Il sera rappel le principe d'indépendance de repreneur édicté à l'article L 642-3 du code de commerce qui prévoit :

« Ni le débiteur, au titre de l'un quelconque de ses patrimoines, ni les dirigeants de droit ou de fait de la personne morale en liquidation judiciaire, ni les parents ou alliés jusqu'au deuxième degré inclusivement de ces dirigeants ou du débiteur personne physique, ni les personnes ayant ou ayant eu la qualité de contrôleur au cours de la procédure ne sont admis, directement ou par personne interposée, à présenter une offre. De même, il est fait interdiction à ces personnes d'acquérir, dans les cinq années suivant la cession, tout ou partie des biens compris dans cette cession, directement ou indirectement, ainsi que d'acquérir des parts ou titres de capital de toute société ayant dans son patrimoine, directement ou indirectement, tout ou partie de ces biens, ainsi que des valeurs mobilières donnant accès, dans le même délai, au capital de cette société. Toutefois, lorsqu'il s'agit d'une exploitation agricole, le tribunal peut déroger à ces interdictions et autoriser la cession à l'une des personnes visées au premier alinéa, à l'exception des contrôleurs et du débiteur au titre de l'un quelconque de ses patrimoines. Dans les autres cas et sous réserve des mêmes exceptions, le tribunal, sur requête du ministère public, peut autoriser la cession à l'une des personnes visées au premier alinéa par un jugement spécialement motivé, après avoir demandé l'avis des contrôleurs. Tout acte passé en violation du présent article est annulé à la demande de tout intéressé ou du ministère public, présentée dans un délai de trois ans à compter de la conclusion de l'acte. Lorsque l'acte est soumis à publicité, le délai court à compter de celle-ci. »

Ainsi, un dirigeant ayant sollicité une procédure collective ne peut pas en principe, et en toute hypothèse sans l’intervention Ministère Public, déposer une offre de reprise des actifs de sa propre société. L'ordonnance du 20 mai 2020 précitée a été publiée pour tenir compte des conséquences économiques résultant de la crise sanitaire issue de la Covid-19.

Elle a remis en avant en l’assouplissant, une exception qui en réalité existait déjà.

Il était déjà possible avant même la crise que nous traversons, de voir un dirigeant présenter une offre de reprise de sa propre entreprise en faisant intervenir le Procureur de la République qui peut demander au tribunal de revenir sur le principe de l'indépendance du repreneur. L'ordonnance à travers son article 7 autorise désormais le dirigeant à solliciter directement la dérogation au principe d'indépendance, dès lors que son offre de reprise assure le maintien des emplois, même à minima, c’est la leçon du dossier Alinéa.

Si elle a pu créer une émotion légitime, il convient néanmoins de préciser que l’ordonnance n'enlève en aucune façon au tribunal qui reste seul décisionnaire, toute son autorité pour apprécier l'opportunité de l'offre déposée par le dirigeant.

Ce texte relève d'une approche pragmatique pour tenter de limiter autant se faire que peu la conséquence sociale de la pandémie.

En effet, il vaut mieux une reprise même partielle et imparfaite, qu'une absence totale de reprise. Ainsi, il ne s'agit pas d'un « chèque en blanc“ accordé aux dirigeants pour profiter d’un effet aubaine pouvant les amener à causer artificiellement un état de cessation des paiements. Il s’agit d’une mesure de bon sens destinée à faire face à une crise inédite.
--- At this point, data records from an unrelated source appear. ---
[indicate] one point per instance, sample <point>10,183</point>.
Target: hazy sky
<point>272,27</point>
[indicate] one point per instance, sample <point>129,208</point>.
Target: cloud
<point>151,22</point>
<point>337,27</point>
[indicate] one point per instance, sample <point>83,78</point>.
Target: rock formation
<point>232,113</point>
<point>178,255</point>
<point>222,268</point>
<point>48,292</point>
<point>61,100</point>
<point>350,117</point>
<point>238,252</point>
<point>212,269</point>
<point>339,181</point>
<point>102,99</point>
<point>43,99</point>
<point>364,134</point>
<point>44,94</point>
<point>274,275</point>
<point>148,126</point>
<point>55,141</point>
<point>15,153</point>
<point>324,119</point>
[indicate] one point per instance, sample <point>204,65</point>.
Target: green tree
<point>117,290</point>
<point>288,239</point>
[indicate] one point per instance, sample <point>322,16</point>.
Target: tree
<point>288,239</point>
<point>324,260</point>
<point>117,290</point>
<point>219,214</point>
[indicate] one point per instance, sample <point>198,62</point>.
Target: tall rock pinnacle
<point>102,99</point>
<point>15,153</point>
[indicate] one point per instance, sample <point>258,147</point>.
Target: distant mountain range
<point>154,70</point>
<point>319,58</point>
D’ailleurs, au visa de l’article 10 de l’ordonnance, le Gouvernement a pris soin de préciser que la disposition était transitoire jusqu’au 31 décembre 2020.

Il serait toutefois illusoire de considérer que les effets de la crise sanitaire s’arrêteront comme par magie à la fin de l’année.
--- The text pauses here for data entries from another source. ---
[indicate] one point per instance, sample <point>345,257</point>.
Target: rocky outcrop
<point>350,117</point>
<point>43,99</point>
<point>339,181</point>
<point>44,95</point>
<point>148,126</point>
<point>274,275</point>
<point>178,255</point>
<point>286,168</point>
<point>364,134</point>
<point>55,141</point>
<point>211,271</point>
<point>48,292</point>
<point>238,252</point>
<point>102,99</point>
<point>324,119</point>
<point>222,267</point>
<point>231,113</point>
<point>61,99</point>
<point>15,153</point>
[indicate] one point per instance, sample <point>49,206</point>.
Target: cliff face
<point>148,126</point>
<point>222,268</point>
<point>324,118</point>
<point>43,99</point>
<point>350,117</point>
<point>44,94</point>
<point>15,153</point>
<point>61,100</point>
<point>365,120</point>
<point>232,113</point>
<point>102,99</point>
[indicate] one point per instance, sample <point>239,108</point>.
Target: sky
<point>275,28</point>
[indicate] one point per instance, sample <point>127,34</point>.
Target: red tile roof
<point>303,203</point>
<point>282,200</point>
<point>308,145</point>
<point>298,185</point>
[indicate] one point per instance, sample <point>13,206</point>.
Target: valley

Des mesures tout aussi pragmatiques devront donc continuer à être imaginées afin d'assurer un amortissement aux énormes difficultés économiques auxquelles les entrepreneurs vont devoir faire face.

Il est permis de penser que la possibilité pour un dirigeant de bonne foi de déposer une offre de reprise de l’entreprise dont il a déposé le bilan, soit reconduite.